In 1925, McDougald was selected as the assistant principal for Public School 90. In 1934, she was promoted to acting principal of Public School 24, making her the first black female principal at a New York City public school. In March 1925, her essay "The Double Task: The Struggle for Negro Women for Sex and Race Emancipation" was published in the edition of Survey Graphic magazine entitled Harlem: The Mecca of the New Negro (and was reprinted in the 1992 anthology Daughters of Africa, edited by Margaret Busby). Other articles by McDougald also appeared in The Crisis and Opportunity.

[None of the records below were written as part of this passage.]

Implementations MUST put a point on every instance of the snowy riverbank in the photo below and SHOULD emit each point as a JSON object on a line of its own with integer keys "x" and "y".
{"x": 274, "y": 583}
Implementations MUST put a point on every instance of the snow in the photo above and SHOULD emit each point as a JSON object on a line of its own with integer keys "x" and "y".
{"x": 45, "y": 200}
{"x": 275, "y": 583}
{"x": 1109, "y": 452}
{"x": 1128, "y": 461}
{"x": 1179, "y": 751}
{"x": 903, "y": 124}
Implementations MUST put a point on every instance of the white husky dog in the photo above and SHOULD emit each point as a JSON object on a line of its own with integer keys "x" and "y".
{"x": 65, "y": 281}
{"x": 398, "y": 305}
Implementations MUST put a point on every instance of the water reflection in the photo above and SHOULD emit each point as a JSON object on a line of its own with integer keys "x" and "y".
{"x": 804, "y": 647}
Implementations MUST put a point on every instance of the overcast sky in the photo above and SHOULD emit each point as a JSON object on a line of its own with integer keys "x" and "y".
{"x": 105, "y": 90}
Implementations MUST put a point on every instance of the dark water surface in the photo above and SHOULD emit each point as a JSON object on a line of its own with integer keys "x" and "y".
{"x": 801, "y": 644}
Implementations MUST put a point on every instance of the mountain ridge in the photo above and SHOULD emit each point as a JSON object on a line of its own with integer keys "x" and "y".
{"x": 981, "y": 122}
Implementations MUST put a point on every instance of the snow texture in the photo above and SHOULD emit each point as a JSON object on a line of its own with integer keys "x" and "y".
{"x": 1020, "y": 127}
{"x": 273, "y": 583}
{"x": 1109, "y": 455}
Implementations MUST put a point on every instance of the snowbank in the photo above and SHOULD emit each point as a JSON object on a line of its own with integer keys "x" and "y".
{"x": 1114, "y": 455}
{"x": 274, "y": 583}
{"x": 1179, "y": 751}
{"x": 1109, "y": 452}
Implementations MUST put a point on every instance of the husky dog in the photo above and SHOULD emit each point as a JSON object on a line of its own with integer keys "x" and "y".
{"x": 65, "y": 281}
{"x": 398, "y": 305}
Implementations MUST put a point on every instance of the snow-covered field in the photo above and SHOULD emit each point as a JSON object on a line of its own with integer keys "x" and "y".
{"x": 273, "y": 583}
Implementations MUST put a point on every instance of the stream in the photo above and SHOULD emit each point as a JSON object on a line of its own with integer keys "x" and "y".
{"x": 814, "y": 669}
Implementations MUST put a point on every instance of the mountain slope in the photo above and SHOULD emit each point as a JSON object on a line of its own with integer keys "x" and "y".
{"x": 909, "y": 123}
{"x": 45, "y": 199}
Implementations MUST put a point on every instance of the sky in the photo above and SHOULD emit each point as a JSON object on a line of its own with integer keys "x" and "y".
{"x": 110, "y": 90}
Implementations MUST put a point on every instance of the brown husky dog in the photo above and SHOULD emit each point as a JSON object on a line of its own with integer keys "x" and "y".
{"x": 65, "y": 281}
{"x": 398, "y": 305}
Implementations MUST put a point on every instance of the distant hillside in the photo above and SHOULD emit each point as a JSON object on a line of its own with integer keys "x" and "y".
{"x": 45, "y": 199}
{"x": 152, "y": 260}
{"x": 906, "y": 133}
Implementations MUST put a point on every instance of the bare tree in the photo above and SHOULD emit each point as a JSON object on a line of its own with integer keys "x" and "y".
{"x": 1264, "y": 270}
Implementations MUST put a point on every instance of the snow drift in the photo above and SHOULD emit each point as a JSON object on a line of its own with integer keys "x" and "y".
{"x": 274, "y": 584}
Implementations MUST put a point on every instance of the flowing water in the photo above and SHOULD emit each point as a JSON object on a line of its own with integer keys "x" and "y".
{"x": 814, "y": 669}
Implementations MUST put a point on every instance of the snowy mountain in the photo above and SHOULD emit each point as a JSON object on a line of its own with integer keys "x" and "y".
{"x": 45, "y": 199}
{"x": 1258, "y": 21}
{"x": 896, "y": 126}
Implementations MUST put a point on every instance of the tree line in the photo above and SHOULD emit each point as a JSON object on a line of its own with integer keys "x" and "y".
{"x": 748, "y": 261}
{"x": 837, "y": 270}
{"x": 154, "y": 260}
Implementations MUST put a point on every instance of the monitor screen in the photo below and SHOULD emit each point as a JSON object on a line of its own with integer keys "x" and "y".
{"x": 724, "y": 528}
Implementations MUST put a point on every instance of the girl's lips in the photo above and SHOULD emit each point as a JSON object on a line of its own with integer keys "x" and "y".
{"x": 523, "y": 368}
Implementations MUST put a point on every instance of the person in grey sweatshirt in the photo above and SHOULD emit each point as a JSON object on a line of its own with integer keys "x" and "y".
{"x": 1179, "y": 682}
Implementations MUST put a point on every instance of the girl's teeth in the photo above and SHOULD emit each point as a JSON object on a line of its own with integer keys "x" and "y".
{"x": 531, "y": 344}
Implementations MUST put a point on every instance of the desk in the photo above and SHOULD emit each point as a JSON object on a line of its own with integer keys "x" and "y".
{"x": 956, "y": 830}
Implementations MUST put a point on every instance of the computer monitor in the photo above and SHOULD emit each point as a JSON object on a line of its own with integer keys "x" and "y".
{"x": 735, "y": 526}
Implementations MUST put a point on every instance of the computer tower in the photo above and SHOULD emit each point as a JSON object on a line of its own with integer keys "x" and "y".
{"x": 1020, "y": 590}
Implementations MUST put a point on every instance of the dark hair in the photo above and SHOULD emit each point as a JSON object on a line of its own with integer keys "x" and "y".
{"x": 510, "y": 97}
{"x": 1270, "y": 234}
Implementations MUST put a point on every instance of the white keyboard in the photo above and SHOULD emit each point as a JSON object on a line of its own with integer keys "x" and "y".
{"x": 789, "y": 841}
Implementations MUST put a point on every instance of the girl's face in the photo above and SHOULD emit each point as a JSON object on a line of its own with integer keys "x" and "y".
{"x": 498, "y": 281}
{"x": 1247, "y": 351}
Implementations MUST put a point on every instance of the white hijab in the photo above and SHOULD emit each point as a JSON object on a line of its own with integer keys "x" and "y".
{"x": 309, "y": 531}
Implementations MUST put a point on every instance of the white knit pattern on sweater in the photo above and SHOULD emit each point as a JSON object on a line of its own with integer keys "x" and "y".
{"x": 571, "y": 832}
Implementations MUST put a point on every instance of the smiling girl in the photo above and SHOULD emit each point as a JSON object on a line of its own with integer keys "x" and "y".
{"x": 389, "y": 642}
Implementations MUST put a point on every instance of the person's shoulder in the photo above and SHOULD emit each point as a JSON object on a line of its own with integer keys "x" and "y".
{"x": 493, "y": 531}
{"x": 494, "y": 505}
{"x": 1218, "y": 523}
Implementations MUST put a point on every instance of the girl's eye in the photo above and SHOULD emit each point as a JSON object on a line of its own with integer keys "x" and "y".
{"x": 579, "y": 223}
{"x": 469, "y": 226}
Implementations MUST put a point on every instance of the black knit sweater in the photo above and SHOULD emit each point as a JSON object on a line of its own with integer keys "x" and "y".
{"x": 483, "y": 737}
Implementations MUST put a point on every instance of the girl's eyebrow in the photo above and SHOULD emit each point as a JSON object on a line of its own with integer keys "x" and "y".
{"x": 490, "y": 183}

In 1935, she was temporarily appointed principal of P.S. 24 during the times of the Depression, where more than 60% of families and neighborhoods were unemployed. After the Harlem Riots of 1935, McDougald was a part of a community forum of interracial prominent New Yorkers who evaluated the conditions of its city and changes that needed to be made. She testified in the hearings and discussed how she wanted to work to gain the trust of parents, enforce a more relaxed atmosphere, and help provide relief for families struggling. This activism helped her become one of the first pioneers to originate the Activity Program, which placed a large emphasis on intercultural curriculum. This program implemented child-centered progressive education in New York City's public elementary schools. The overall idea for this program was to shift the emphasis on the subject matter to the children instead. Some changes to the schools included experiential learning, self-directed projects, interdisciplinary curriculum, and turn classroom experiments into "democratic living", and field trips to cultural institutions such as the Schomburg Center. She also opened the school to community support agencies, which helped establish a guidance center, a health and dental clinic, and the first school cafeteria in Harlem. While at P.S. 24, she taught James Baldwin. In 1945, she transferred to P.S. 119, where she served as the principal until her retirement. After her retirement in 1954, she remained active, writing a column in the Amsterdam News on Harlem schools, among other things.

==Personal life==
McDougald married twice. In 1911, she married attorney Cornelius W. McDougald, who counseled Marcus Garvey, though they eventually divorced. She married her second husband, doctor Vernon A. Ayer, in 1928.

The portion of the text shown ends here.